Model Encryption Protection

Overview

The MindSpore framework provides the symmetric encryption algorithm to encrypt the parameter files or inference models to protect the model files. When the symmetric encryption algorithm is used, the ciphertext model is directly loaded to complete inference or incremental training. Currently, the encryption solution protects checkpoint and MindIR model files on the Linux platform.

The following uses an example to describe how to encrypt, export, decrypt, and load data.

Download address of the complete sample code: https://gitee.com/mindspore/docs/blob/master/docs/sample_code/model_encrypt_protection/encrypt_checkpoint.py

Safely Exporting a Checkpoint File

Currently, MindSpore supports the use of the callback mechanism to save model parameters during training. You can configure the encryption key and encryption mode in the CheckpointConfig object and transfer them to the ModelCheckpoint to enable encryption protection for the parameter file. The configuration procedure is as follows:

from mindspore.train import CheckpointConfig, ModelCheckpoint

config_ck = CheckpointConfig(save_checkpoint_steps=1875, keep_checkpoint_max=10, enc_key=b'0123456789ABCDEF', enc_mode='AES-GCM')
ckpoint_cb = ModelCheckpoint(prefix='lenet_enc', directory=None, config=config_ck)
model.train(10, dataset, callbacks=ckpoint_cb)

In the preceding code, the encryption key and encryption mode are initialized in CheckpointConfig to enable model encryption.

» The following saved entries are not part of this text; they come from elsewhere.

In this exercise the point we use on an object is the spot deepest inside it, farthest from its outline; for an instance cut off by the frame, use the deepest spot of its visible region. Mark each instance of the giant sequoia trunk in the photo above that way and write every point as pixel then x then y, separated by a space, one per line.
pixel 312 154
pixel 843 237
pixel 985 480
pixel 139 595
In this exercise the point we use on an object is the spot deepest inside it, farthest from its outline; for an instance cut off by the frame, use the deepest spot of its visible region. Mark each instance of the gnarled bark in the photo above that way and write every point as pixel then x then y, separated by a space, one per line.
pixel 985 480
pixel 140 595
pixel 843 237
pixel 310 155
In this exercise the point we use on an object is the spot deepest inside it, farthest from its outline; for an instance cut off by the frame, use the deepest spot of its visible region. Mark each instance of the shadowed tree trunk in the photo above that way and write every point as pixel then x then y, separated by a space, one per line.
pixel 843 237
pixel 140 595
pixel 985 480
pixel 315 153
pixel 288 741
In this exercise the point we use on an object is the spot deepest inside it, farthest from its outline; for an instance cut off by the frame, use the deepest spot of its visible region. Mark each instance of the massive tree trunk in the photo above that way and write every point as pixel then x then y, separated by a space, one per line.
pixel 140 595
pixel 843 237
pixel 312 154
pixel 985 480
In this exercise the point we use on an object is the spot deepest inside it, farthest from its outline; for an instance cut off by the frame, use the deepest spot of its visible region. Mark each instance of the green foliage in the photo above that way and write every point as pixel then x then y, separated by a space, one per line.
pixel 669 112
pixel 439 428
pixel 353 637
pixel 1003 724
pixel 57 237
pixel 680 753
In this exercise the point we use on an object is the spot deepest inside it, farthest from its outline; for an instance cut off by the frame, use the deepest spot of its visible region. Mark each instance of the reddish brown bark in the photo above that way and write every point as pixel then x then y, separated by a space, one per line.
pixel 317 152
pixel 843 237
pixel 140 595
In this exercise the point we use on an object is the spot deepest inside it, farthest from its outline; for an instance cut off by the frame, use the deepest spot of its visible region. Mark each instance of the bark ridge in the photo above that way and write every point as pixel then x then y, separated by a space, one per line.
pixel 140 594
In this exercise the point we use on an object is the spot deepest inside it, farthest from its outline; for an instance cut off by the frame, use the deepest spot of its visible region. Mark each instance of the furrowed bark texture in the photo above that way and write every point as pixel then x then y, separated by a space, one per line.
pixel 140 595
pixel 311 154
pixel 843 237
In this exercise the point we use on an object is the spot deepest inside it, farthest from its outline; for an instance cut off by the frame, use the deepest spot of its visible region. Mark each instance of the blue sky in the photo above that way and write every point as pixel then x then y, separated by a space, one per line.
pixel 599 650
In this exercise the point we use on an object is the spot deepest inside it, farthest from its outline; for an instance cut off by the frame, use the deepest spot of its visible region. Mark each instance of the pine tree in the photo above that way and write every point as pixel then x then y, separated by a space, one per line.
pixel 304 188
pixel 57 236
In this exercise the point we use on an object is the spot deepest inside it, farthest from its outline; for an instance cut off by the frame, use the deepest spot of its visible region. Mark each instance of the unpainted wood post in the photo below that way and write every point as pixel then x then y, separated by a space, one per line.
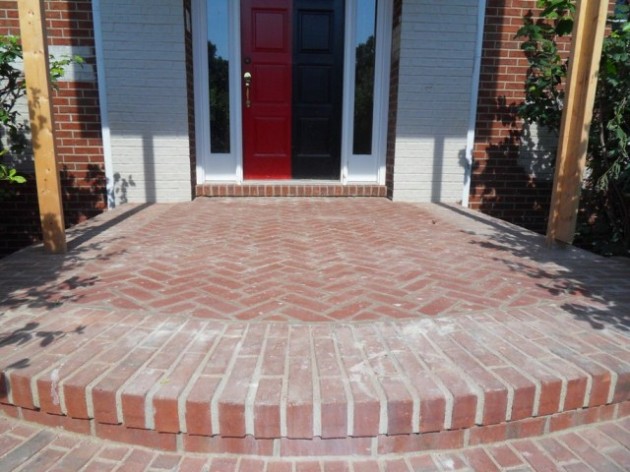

enc_key indicates the key used for symmetric encryption.
enc_mode indicates the encryption mode.

In addition to the preceding method for saving model parameters, you can also call the save_checkpoint API to save model parameters. The method is as follows:

import mindspore as ms

ms.save_checkpoint(network, 'lenet_enc.ckpt', enc_key=b'0123456789ABCDEF', enc_mode='AES-GCM')

The definitions of enc_key and enc_mode are the same as those described above.

Loading the Ciphertext Checkpoint File

MindSpore provides load_checkpoint and load_distributed_checkpoint for loading checkpoint parameter files in single-file and distributed scenarios, respectively. For example, in the single-file scenario, you can use the following method to load the ciphertext checkpoint file:

import mindspore as ms

param_dict = ms.load_checkpoint('lenet_enc.ckpt', dec_key=b'0123456789ABCDEF', dec_mode='AES-GCM')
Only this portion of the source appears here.